A good friend from Yale, Tom Slater (JE ’72), is Director of Americana at Heritage Auctions in Dallas. An email update from that auction house reports that Tom has outdone himself in putting together a really spectacular group of offerings for Heritage’s December 11th & 12th Western Americana auction

The undoubted highlight of the sale is George Armstrong Custer’s personal Spencer repeating carbine, bearing his name scratched on the buttstock, and frequently mentioned in his accounts of hunting. The bidding starts at $50,000; but, even with recession clouds still lowering over Obamistan, it will probably go much higher.

[T]he Spencer carbine offered here pre-dates his Fort Abraham Lincoln period, it does date from the Indian Wars, and could quite possibly have been with him at the Battle of Washita.

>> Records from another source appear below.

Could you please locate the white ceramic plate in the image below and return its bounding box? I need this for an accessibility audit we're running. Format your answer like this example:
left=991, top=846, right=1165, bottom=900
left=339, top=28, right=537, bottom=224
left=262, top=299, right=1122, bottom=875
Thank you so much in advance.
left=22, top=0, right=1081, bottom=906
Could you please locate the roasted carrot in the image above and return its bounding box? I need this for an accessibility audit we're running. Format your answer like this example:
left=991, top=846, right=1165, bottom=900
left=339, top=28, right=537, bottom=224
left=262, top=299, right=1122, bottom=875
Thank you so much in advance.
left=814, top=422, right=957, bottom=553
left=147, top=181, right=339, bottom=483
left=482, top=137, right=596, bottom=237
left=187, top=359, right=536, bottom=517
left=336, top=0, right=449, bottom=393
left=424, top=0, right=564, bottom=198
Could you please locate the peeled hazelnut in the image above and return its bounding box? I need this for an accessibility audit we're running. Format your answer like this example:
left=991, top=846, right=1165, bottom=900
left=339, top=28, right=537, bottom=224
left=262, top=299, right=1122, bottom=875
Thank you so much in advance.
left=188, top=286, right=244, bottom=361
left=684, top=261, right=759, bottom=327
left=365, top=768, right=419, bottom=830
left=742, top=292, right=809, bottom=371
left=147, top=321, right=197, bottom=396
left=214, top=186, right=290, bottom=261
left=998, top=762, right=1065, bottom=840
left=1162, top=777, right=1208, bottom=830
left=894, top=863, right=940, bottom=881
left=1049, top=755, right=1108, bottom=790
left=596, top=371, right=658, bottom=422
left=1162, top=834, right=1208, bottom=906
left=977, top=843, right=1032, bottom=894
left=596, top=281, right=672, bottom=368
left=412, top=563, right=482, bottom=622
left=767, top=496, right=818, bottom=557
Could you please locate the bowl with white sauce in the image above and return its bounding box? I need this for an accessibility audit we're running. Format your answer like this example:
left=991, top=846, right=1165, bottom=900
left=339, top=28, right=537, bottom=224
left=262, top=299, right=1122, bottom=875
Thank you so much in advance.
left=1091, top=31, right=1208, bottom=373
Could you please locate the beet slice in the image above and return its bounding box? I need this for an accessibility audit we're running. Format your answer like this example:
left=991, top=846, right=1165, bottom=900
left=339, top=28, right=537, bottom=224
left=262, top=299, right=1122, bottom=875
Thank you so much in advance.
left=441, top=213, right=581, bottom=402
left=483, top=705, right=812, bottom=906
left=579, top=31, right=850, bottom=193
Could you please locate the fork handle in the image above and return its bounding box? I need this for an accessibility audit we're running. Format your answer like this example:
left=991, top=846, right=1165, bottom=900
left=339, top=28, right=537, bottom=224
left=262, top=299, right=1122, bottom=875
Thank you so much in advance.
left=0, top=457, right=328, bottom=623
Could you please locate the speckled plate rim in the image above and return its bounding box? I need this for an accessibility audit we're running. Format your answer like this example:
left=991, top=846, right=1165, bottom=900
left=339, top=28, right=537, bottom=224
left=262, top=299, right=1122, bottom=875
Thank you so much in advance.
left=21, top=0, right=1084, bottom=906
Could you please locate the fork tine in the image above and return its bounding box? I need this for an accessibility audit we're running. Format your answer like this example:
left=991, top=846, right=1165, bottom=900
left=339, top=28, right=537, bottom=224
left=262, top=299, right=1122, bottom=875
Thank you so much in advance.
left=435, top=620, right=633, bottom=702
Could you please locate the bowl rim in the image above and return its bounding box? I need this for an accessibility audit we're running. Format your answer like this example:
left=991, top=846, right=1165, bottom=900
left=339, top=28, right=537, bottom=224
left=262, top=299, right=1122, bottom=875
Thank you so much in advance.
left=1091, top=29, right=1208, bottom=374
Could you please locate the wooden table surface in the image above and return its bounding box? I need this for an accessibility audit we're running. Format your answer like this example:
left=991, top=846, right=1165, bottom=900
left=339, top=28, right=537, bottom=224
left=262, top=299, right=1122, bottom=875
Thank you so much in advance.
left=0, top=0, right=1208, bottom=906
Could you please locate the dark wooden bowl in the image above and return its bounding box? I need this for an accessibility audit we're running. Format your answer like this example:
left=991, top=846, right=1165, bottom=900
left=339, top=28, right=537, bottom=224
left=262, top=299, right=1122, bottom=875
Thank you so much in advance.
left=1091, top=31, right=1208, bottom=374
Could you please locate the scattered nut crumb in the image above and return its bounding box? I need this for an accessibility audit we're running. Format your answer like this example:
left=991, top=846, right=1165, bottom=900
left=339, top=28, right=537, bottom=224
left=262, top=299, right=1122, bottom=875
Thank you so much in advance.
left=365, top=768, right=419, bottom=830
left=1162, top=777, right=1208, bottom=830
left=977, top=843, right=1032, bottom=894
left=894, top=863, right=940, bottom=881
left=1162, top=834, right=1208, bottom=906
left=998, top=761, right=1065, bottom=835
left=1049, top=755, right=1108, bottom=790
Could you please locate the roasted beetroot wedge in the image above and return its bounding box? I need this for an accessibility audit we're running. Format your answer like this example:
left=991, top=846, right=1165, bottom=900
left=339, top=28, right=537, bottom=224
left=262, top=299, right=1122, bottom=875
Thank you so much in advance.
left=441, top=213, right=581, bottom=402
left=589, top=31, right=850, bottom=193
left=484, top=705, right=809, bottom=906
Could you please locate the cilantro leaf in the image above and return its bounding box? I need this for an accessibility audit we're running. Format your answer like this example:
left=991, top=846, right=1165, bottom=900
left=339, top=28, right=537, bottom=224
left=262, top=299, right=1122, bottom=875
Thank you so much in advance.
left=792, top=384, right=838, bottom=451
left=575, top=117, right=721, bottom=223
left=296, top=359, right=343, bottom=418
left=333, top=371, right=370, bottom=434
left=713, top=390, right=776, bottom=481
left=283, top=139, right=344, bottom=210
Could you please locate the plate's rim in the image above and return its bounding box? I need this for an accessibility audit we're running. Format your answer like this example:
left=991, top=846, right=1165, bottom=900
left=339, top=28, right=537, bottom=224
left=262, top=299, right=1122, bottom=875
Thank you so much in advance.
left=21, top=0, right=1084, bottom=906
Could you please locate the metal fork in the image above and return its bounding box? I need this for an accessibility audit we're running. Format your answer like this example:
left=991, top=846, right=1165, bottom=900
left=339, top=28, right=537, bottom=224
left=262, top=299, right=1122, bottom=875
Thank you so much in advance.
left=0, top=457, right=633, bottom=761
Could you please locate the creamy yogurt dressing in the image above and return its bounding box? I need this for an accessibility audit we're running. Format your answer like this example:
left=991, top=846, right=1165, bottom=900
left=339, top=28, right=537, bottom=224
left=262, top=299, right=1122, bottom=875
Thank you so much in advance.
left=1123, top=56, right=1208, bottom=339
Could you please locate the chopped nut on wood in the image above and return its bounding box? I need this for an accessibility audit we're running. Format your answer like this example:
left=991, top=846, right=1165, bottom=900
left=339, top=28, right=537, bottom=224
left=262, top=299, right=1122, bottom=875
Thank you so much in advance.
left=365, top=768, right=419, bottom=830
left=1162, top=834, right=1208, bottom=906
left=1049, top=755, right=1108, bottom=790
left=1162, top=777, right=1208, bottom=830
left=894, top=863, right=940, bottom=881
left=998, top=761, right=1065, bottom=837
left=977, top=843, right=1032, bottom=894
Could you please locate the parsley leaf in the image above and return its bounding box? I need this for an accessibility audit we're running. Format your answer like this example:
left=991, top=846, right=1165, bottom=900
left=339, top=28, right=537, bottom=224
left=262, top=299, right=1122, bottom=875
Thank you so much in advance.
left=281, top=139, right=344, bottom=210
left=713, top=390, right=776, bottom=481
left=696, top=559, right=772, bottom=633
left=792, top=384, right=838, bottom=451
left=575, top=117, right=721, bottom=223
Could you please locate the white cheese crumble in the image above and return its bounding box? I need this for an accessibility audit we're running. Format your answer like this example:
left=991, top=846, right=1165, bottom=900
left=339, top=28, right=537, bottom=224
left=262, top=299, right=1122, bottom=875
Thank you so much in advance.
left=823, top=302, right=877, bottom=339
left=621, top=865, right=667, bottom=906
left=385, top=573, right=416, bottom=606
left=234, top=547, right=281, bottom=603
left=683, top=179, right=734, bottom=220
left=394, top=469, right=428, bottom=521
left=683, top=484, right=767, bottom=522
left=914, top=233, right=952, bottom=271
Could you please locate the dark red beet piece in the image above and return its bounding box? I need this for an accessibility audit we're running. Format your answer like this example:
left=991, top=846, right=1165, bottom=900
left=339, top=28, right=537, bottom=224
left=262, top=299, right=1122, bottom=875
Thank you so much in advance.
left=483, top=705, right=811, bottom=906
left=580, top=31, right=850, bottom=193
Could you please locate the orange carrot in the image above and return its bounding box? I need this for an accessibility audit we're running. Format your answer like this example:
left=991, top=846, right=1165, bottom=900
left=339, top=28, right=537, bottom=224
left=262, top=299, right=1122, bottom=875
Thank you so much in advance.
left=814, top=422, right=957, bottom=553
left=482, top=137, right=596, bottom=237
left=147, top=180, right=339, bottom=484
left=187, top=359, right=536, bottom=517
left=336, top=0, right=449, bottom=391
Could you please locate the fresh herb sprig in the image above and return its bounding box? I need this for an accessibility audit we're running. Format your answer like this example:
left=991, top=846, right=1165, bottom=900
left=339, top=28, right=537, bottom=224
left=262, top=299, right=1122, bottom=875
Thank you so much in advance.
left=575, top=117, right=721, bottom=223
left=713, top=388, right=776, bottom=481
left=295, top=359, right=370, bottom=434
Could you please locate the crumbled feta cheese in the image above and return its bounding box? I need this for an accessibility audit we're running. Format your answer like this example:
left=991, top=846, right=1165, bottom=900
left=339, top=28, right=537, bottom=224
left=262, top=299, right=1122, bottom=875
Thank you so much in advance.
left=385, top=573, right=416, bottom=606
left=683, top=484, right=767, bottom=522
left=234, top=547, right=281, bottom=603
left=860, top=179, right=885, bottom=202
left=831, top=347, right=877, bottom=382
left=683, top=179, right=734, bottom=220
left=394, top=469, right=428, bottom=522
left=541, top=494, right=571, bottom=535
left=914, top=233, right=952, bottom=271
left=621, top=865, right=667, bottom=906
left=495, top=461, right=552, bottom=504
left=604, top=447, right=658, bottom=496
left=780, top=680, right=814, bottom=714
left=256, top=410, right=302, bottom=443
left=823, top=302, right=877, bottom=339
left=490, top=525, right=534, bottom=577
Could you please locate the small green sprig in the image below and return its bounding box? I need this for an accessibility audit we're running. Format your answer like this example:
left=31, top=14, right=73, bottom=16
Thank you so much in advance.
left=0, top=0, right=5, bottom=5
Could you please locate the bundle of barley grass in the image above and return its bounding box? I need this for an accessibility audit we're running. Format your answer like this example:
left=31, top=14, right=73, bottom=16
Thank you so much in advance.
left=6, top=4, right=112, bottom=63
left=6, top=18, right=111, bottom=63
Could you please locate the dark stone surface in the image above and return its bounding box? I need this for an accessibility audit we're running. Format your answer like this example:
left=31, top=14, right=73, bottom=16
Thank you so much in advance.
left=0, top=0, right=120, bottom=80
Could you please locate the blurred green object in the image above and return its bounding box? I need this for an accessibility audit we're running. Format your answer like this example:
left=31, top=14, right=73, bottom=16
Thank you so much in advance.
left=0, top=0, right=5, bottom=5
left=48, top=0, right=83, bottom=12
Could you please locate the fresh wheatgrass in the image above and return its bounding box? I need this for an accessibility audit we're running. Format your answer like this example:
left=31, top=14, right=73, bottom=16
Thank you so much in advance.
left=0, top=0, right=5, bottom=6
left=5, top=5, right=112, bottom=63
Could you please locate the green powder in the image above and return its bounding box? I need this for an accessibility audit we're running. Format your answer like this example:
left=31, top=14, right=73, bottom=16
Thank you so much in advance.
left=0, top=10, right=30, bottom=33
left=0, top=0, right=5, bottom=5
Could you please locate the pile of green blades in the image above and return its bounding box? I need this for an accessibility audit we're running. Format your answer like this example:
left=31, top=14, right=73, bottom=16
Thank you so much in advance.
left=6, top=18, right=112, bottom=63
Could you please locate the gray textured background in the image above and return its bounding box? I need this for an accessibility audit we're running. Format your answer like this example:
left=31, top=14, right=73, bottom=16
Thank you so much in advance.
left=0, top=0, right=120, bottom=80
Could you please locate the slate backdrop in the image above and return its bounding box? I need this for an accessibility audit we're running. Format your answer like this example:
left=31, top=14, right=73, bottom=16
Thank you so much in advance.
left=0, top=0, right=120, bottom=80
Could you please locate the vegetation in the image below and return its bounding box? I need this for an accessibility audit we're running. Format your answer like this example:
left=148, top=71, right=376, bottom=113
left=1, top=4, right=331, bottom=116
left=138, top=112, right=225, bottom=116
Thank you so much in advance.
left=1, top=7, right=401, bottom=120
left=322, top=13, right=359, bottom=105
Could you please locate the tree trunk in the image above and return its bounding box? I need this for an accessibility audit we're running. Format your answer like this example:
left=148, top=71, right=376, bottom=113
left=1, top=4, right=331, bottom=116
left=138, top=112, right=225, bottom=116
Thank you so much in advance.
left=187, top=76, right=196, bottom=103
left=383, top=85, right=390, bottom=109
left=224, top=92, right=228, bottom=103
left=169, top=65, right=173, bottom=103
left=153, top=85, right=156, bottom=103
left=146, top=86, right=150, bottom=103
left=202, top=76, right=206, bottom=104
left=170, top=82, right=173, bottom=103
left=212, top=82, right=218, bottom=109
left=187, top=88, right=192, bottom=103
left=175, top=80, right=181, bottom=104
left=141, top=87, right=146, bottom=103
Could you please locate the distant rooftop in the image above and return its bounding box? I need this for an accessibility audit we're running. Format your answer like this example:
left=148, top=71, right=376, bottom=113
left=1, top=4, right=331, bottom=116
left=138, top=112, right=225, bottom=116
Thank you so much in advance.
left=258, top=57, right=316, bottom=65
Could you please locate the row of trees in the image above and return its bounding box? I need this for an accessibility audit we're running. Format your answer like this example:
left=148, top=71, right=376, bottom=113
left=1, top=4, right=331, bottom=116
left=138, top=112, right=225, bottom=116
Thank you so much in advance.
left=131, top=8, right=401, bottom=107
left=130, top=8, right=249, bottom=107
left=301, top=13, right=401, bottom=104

It was part of the legendary collection of Dr. Lawrence A. Frost of Monroe, Michigan, who at one time had what may have been the most extensive private collection of Custer artifacts and relics ever assembled. A signed identification tag in Frost’s hand which accompanies the gun identifies it as a “Spencer Carbine – Saddle Ring / Cal. 50, No. 3658, Model 1865 / ‘G. Custer – 7 Cav USA’ cut into wooden stock…Used by Gen. Custer in Kansas in 1867 campaign.” …

Dr. Frost purchased the carbine in 1955 from Howard Berry. A notarized bill of sale describes the gun in detail. In a 1973 letter (a copy of which is included in this lot), Frost refers to purchasing various Custer items from Berry, whom he describes as “a former 7th Cavalryman”. Frost states that he showed them to James Calhoun Custer (a nephew of Gen. Custer and son of Nevin Custer), and that Custer assured him he remembered these items which had been shown to him by his father who stated that they were the General’s.

Custer used a wide range of military and commercially available firearms over the course of his career, but he had a special familiarity with Spencer carbines. During the Civil War his Michigan regiments were armed with Spencers (Carbines of the U.S. Cavalry, John McAulay, p. 32). As the war ended, a new Spencer model was issued to the army with a more powerful 56-50 cartridge (Spencer Repeating Firearms, Roy Marcot, pp. 80-81). When the 7th Cavalry was formed in 1866 (Bugles, Banners and War Bonnets, Ernest Reedstrom, pp. 1-2), the Spencer Carbine became standard issue (Carbines of the U.S. Cavalry, p. 88), and was in use by them until replaced by the Sharps carbine in 1870 (Carbines of the U.S. Cavalry, p. 95). In his 1980 book, Nomad, George A. Custer in Turf, Field and Farm, Brian W. Dippie reproduces an 1867 article written by Custer in which he describes in great detail a buffalo hunting expedition. He describes learning that pistol shots “only seemed to increase (the buffalo’s) speed.” Accordingly, Custer wrote, “I concluded to discard the use of my revolvers and trust my Spencer carbine” (p.117). The example offered here, serial #3658, is the 1865 model and should not be confused with the Spencer rifle gifted to Custer in 1866; that gun has never surfaced (Spencer Repeating Firearms, p. 152). The presentation gun would have been the 56-44 sporting model.

Custer’s regard for his Spencer carbine is evidenced in his own words in his autobiography, My Life on the Plains, where he writes: “Leaping from my bed I grasped my trusty Spencer which was always at my side” (p. 77).


“G. Custer — 7 CAV, USA” cut into buttstock.